Elsewhere, driven by a significant national housing shortage, the Midlands is also seeing a resurgence in new home building. Barratt group general counsel (GC) and company secretary, Tom Keevil, says: ‘The Midlands is at the heart of the country. The reason why a lot of businesses are based in the Midlands is the logistical ease with which people can get to the Midlands – helped by the East Midlands airport – from all parts of the UK.’

In a further note of local optimism Deutsche Bank, which has long had over 1,000 back-office employees in Birmingham, this year began relocating its front-office staff in debt, derivatives and cash equities to new 134,000 sq ft premises at Five Brindleyplace where, according to the Financial Times and Birmingham Post, it also plans to set up a 270-seat trading floor.

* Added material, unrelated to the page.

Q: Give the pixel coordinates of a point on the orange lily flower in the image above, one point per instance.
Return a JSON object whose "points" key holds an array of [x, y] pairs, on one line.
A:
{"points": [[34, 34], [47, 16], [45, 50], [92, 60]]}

The move is being watched closely, as Birmingham and the wider Midlands marketing effort has been successful at attracting lower-cost back office functions for some time, with some legal heads finding the recruitment market can also suffer from a flight of talent to London.

Drawing the capital closer will be the controversial High Speed Two (HS2) railway project, which will first link London and the Midlands on its way up to Manchester and Leeds. Phase one construction on the Midlands track will begin in 2017, and is likely to create a ‘couple of thousand jobs’ according to Shakespeares chief executive Paul Wilson, as well as making the capital and northern regions far more accessible for business.

In the same vein, Wilson points to Birmingham Airport as a success story. 2013/14 saw its third consecutive year of passenger growth, with turnover up from £107.5m in 2012/13 to £113.8m. At the end of 2012, the airport extended its runway by 405m, enabling aircraft carrying more fuel to fly to new destinations, including China, South America, South Africa and the west coast of the US.

All this is welcome for the local legal market, which has seen further consolidation over the past 18 months, with Shakespeares in September 2013 completing its sixth acquisition since 2010 – local planning boutique Marrons – compounding its position as one of the largest firms in the Midlands.

Wilson says: ‘We are committed to building our regional presence, providing economies of scale. None of the individual firms we’ve merged with would have been able to afford to invest in people and technology. And because we have economy of scale, it allows us to be price competitive.’

More recently, local advisers are still waiting to see what impact, if any, the arrival of Hogan Lovells will have, after the top-ten transatlantic firm announced in the spring that it was setting up a nearshoring venture in Birmingham. Its ‘Legal Service Centre’ will cover due diligence and document review for litigation, corporate, finance and real estate projects, and aspects of real estate work such as leasing and licensing of premises.

Wilson concludes that recent activity in the legal market points to the fact that economic conditions in the Midlands are taking a turn for the better. He says: ‘You’re going to see very stable Midlands backed by the emergence of a strong housebuilding sector, which is good for the UK and good for the Midlands.’